Sorgen bereitet auch die Menschenrechtssituation. Hier hat der EU-Botschafter Kretschmer auf besorgniserregende Rückschritte hingewiesen. So sollen regierungskritische Autoren wieder verstärkt verfolgt worden sein.

Nicht zuletzt liegt die Türkei mit dem Internationalen Währungsfonds (IWF) im Clinch. Im Dezember letzten Jahres hatte sich der IWF auf ein dreijähriges Hilfsprogramm im Wert von mehr als zehn Milliarden Euro eingelassen. Die vom Fonds im Gegenzug geforderten Wirtschaftsreformen lassen jedoch noch auf sich warten.

Wichtige Kontaktaufnahme

Angesichts der angespannten Situation sei der anstehende Besuch der EU-Delegation eine wichtige Kontaktaufnahme, glaubt Türkei-Experte Steinbach. Mit Blick auf Aufnahme der Beitrittsverhandlungen müsste zunächst das Zypernproblem in Angriff genommen werden, so Steinbach.

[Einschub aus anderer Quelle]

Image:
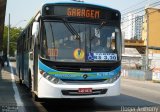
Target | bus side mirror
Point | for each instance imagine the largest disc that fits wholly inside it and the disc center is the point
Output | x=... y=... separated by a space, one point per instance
x=35 y=29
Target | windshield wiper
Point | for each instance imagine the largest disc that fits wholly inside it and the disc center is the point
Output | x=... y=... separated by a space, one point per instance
x=101 y=25
x=73 y=31
x=53 y=37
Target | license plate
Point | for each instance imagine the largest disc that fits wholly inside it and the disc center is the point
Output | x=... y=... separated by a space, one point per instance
x=85 y=90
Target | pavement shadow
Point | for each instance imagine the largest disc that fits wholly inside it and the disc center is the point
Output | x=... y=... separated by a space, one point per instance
x=117 y=103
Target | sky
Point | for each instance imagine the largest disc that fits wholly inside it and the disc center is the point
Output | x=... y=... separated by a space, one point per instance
x=21 y=11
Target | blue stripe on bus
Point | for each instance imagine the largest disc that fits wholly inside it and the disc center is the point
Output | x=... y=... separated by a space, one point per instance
x=79 y=75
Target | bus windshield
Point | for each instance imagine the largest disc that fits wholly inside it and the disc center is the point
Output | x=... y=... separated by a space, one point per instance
x=95 y=42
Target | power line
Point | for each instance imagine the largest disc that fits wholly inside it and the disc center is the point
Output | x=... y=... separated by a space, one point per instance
x=141 y=8
x=134 y=5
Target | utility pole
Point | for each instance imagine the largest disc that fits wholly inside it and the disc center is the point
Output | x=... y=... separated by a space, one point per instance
x=8 y=36
x=147 y=39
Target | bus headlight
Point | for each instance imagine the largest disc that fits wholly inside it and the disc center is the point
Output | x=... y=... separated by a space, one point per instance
x=51 y=78
x=111 y=80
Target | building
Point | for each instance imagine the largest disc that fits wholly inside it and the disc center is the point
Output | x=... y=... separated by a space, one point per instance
x=128 y=26
x=138 y=27
x=151 y=29
x=132 y=26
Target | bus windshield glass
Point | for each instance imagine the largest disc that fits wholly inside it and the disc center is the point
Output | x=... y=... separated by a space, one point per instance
x=80 y=42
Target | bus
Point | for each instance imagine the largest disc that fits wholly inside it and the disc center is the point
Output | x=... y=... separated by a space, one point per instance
x=71 y=50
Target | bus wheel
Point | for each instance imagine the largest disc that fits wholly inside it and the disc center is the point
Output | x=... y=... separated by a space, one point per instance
x=35 y=97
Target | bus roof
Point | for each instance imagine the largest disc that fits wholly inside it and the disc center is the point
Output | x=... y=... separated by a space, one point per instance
x=74 y=2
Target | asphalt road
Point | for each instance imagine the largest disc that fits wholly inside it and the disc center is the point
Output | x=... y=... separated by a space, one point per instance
x=136 y=96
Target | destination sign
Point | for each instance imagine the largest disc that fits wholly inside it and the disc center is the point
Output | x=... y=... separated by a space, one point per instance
x=80 y=11
x=84 y=13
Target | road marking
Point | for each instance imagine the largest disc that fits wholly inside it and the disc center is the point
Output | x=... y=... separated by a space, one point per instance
x=17 y=97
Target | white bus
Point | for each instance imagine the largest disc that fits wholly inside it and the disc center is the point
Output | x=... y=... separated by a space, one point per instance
x=71 y=50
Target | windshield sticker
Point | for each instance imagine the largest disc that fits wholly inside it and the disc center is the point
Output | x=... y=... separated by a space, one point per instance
x=78 y=54
x=52 y=52
x=102 y=56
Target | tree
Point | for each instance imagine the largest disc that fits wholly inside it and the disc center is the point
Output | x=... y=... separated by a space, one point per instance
x=14 y=34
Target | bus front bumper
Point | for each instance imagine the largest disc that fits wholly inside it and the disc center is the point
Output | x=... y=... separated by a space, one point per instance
x=47 y=89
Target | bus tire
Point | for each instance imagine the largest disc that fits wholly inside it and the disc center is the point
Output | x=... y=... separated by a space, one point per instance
x=30 y=80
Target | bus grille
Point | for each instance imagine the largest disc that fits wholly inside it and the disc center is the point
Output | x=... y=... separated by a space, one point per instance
x=83 y=81
x=75 y=92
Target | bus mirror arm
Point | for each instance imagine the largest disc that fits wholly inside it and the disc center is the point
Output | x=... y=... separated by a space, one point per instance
x=35 y=29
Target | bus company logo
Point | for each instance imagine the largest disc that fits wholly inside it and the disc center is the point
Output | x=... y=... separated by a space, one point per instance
x=78 y=54
x=85 y=76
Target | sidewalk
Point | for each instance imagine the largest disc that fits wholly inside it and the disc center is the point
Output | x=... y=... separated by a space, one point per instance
x=146 y=90
x=7 y=100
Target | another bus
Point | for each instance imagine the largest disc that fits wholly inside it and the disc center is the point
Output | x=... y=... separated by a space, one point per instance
x=71 y=50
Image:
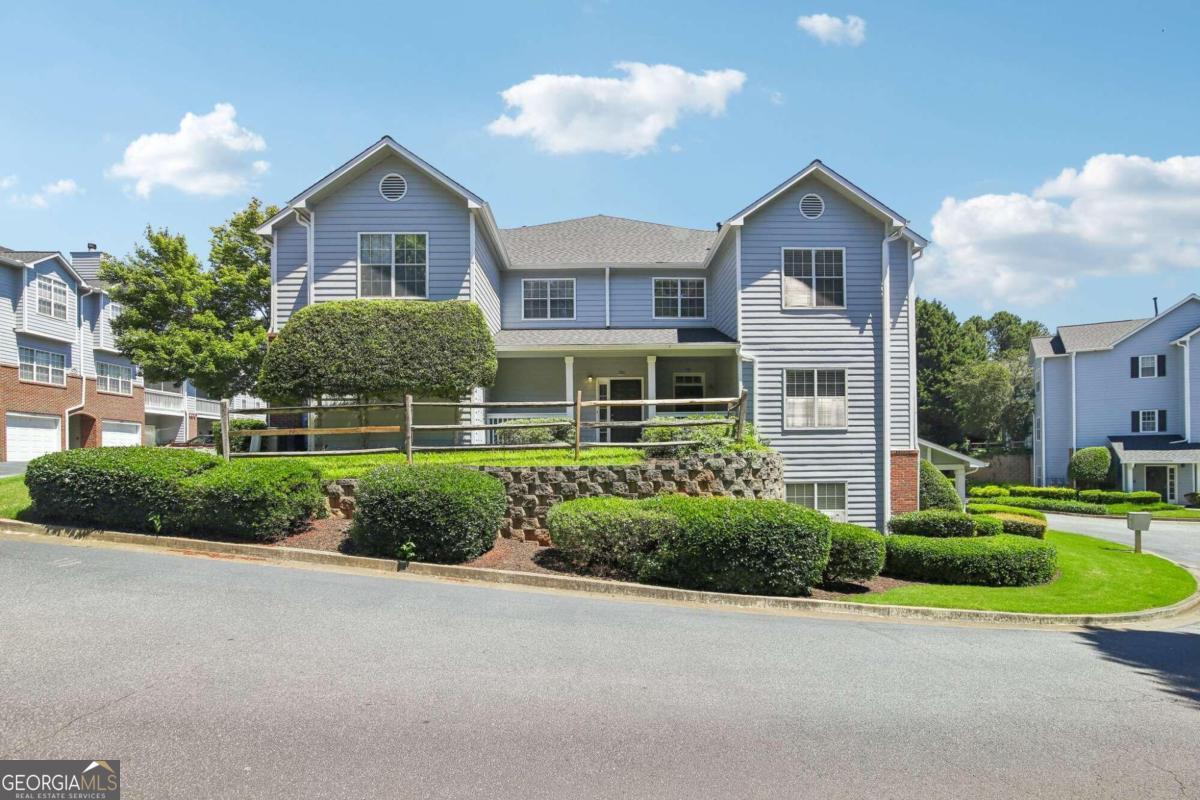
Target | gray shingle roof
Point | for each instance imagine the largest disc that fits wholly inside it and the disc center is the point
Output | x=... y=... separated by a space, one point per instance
x=604 y=240
x=592 y=336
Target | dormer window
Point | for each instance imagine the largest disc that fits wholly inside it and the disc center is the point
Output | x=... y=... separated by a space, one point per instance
x=52 y=296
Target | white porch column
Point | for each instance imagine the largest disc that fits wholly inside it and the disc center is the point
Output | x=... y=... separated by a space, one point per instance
x=569 y=383
x=652 y=391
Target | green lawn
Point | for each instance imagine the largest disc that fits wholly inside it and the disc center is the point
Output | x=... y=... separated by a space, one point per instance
x=1096 y=577
x=334 y=467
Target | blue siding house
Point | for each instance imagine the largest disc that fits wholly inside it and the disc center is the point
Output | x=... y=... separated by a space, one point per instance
x=1126 y=385
x=804 y=299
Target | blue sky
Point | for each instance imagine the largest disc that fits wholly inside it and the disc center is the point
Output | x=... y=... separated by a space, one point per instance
x=985 y=103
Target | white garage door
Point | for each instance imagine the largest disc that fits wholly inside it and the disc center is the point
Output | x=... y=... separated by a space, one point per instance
x=29 y=435
x=120 y=434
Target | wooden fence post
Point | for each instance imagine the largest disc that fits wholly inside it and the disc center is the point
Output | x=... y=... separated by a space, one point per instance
x=579 y=421
x=408 y=427
x=225 y=428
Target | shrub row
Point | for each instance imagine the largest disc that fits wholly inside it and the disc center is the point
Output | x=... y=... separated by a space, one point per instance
x=1001 y=560
x=181 y=492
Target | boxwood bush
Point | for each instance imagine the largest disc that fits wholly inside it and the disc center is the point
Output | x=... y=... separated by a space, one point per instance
x=933 y=523
x=1002 y=560
x=856 y=553
x=129 y=488
x=936 y=491
x=438 y=513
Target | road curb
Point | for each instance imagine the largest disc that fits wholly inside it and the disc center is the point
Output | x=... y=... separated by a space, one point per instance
x=606 y=588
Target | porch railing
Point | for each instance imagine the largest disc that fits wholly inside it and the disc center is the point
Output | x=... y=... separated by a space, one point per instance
x=735 y=416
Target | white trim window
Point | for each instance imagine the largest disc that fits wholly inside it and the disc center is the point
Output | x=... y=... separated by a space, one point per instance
x=394 y=265
x=547 y=299
x=679 y=299
x=52 y=296
x=828 y=498
x=114 y=378
x=814 y=277
x=814 y=400
x=43 y=367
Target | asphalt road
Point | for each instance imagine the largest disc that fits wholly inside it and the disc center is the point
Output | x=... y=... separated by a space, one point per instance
x=1179 y=541
x=214 y=678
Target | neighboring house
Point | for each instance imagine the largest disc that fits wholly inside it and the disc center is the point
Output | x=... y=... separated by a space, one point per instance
x=1126 y=385
x=804 y=299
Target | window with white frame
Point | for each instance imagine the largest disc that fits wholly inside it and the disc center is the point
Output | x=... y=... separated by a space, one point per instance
x=826 y=497
x=814 y=277
x=814 y=398
x=393 y=265
x=52 y=296
x=42 y=366
x=678 y=298
x=114 y=378
x=547 y=299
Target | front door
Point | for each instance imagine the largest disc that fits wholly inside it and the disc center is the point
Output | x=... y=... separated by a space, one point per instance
x=621 y=389
x=1162 y=480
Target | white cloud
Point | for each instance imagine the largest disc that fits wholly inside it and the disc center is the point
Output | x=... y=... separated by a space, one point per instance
x=1115 y=216
x=834 y=30
x=568 y=114
x=210 y=154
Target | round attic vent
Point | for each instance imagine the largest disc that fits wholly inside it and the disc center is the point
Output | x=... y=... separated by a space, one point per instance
x=811 y=206
x=393 y=187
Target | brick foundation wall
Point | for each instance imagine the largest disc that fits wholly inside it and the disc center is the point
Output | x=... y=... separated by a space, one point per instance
x=533 y=489
x=905 y=481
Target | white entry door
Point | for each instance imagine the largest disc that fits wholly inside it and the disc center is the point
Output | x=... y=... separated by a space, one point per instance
x=30 y=435
x=120 y=434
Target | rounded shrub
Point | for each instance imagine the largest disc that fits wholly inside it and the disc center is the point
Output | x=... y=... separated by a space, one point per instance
x=129 y=488
x=738 y=545
x=936 y=489
x=856 y=553
x=1090 y=465
x=445 y=515
x=1002 y=560
x=607 y=536
x=933 y=523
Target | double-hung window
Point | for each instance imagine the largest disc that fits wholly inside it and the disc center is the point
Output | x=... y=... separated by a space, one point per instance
x=814 y=277
x=547 y=299
x=52 y=296
x=678 y=298
x=393 y=265
x=114 y=378
x=814 y=398
x=42 y=366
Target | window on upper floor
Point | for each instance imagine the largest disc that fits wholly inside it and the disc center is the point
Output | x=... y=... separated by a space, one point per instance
x=52 y=296
x=814 y=398
x=114 y=378
x=679 y=299
x=814 y=277
x=393 y=265
x=547 y=299
x=42 y=366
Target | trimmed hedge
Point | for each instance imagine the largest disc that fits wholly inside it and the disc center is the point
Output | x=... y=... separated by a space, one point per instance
x=445 y=515
x=607 y=536
x=562 y=431
x=1002 y=560
x=856 y=553
x=237 y=444
x=936 y=491
x=933 y=523
x=379 y=348
x=989 y=507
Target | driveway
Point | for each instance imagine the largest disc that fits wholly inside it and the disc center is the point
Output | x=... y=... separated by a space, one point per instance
x=253 y=680
x=1179 y=541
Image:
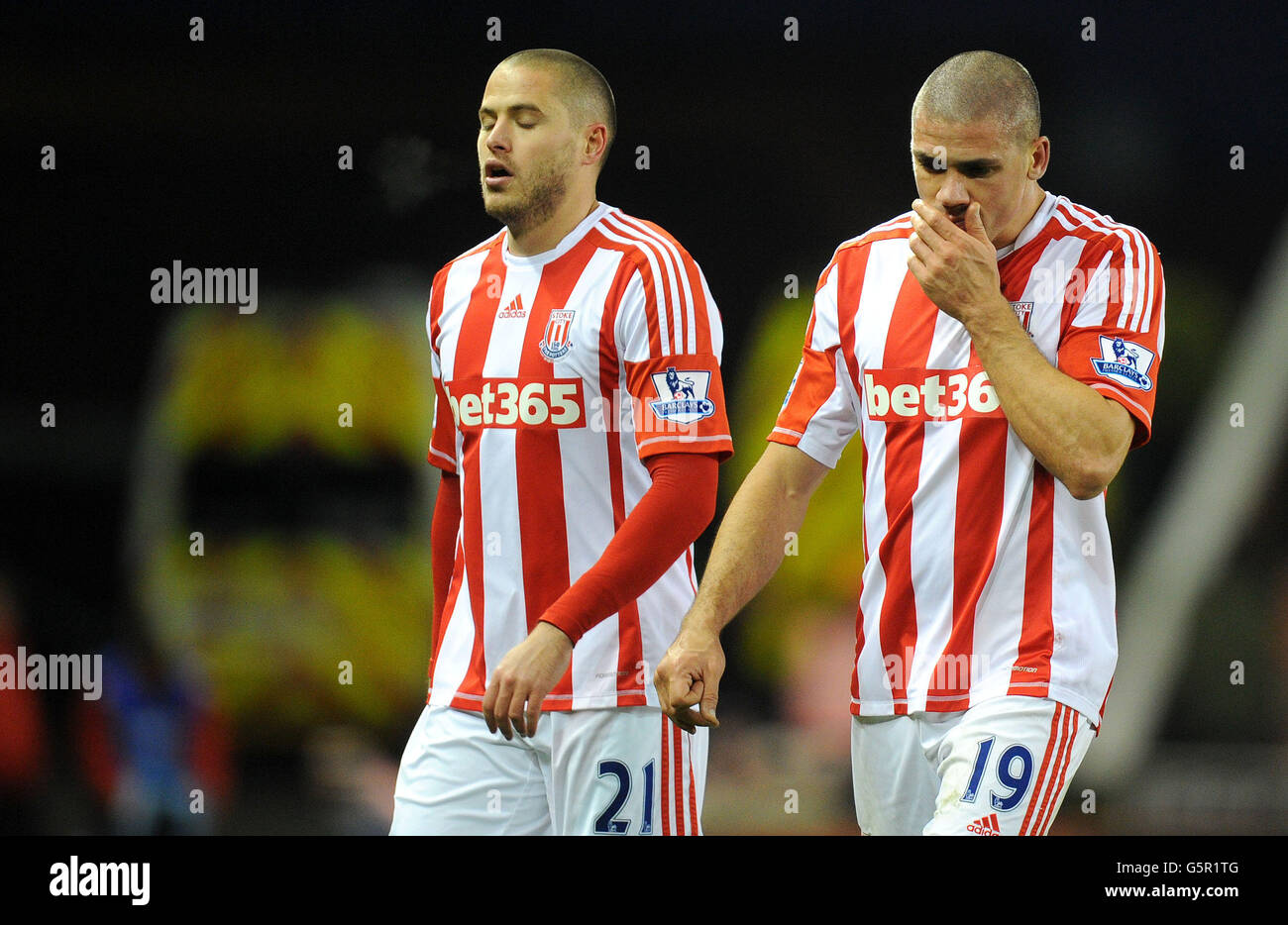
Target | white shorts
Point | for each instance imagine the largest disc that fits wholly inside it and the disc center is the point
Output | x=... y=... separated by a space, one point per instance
x=623 y=771
x=1000 y=768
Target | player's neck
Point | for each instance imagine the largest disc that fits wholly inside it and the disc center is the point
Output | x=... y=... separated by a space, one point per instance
x=549 y=234
x=1033 y=198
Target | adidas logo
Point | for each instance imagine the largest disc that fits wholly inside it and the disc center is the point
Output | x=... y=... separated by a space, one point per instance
x=987 y=825
x=514 y=309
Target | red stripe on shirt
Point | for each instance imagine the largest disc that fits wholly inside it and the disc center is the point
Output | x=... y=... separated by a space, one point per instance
x=471 y=354
x=539 y=463
x=1037 y=634
x=912 y=328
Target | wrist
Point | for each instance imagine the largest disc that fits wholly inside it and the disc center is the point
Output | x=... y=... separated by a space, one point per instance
x=702 y=622
x=992 y=321
x=550 y=628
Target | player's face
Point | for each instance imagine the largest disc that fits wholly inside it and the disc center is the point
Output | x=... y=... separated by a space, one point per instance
x=956 y=163
x=527 y=147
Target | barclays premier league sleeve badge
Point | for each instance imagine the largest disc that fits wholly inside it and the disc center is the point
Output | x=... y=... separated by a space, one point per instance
x=683 y=396
x=1125 y=362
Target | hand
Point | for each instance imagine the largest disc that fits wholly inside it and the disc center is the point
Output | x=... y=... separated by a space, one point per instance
x=957 y=269
x=523 y=679
x=691 y=673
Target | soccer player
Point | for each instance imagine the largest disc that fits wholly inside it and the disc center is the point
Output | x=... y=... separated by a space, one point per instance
x=575 y=478
x=997 y=352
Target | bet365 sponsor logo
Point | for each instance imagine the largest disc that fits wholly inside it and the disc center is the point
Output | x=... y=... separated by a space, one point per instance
x=515 y=403
x=912 y=394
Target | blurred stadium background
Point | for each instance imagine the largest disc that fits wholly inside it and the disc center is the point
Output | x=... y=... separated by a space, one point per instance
x=224 y=668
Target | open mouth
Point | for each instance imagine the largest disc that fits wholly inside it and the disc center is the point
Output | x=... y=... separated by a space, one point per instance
x=496 y=174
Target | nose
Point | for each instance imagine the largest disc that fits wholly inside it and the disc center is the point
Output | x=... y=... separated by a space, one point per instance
x=952 y=191
x=498 y=138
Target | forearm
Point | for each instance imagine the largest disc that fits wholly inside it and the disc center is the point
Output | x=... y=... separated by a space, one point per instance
x=1077 y=435
x=751 y=542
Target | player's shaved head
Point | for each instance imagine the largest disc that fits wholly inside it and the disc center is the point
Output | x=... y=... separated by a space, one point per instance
x=982 y=86
x=584 y=89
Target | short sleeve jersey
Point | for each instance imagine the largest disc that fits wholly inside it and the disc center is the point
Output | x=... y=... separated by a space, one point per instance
x=983 y=574
x=555 y=376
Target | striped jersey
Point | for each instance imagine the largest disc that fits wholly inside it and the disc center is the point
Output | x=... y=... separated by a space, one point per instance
x=983 y=576
x=555 y=375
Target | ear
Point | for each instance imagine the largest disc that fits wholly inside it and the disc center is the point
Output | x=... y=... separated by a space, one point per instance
x=1039 y=157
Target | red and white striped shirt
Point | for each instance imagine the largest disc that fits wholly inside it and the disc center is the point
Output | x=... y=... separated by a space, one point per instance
x=983 y=574
x=555 y=375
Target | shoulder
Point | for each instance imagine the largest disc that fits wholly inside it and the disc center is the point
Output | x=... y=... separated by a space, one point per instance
x=487 y=244
x=855 y=249
x=644 y=244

Da lägen die Verantwortlichkeiten jedoch nicht nur bei der Türkei, sondern auch auf der griechischen Seite.

Die Forderungen des IWFs sowie die Menschenrechtsproblematik stünden dagegen nicht unmittelbar im Zusammenhang mit den Beitrittsverhandlungen, meint Steinbach. Dennoch müsste die Menschenrechtssituation natürlich genau beobachtet werden.

Man sollte zudem nicht vergessen, dass auch die Europäische Union noch Hausaufgaben zu erledigen hat, erinnerte der Türkei-Experte. So stünden für den nördlichen Teil Zyperns noch EU-Finanzspritzen aus.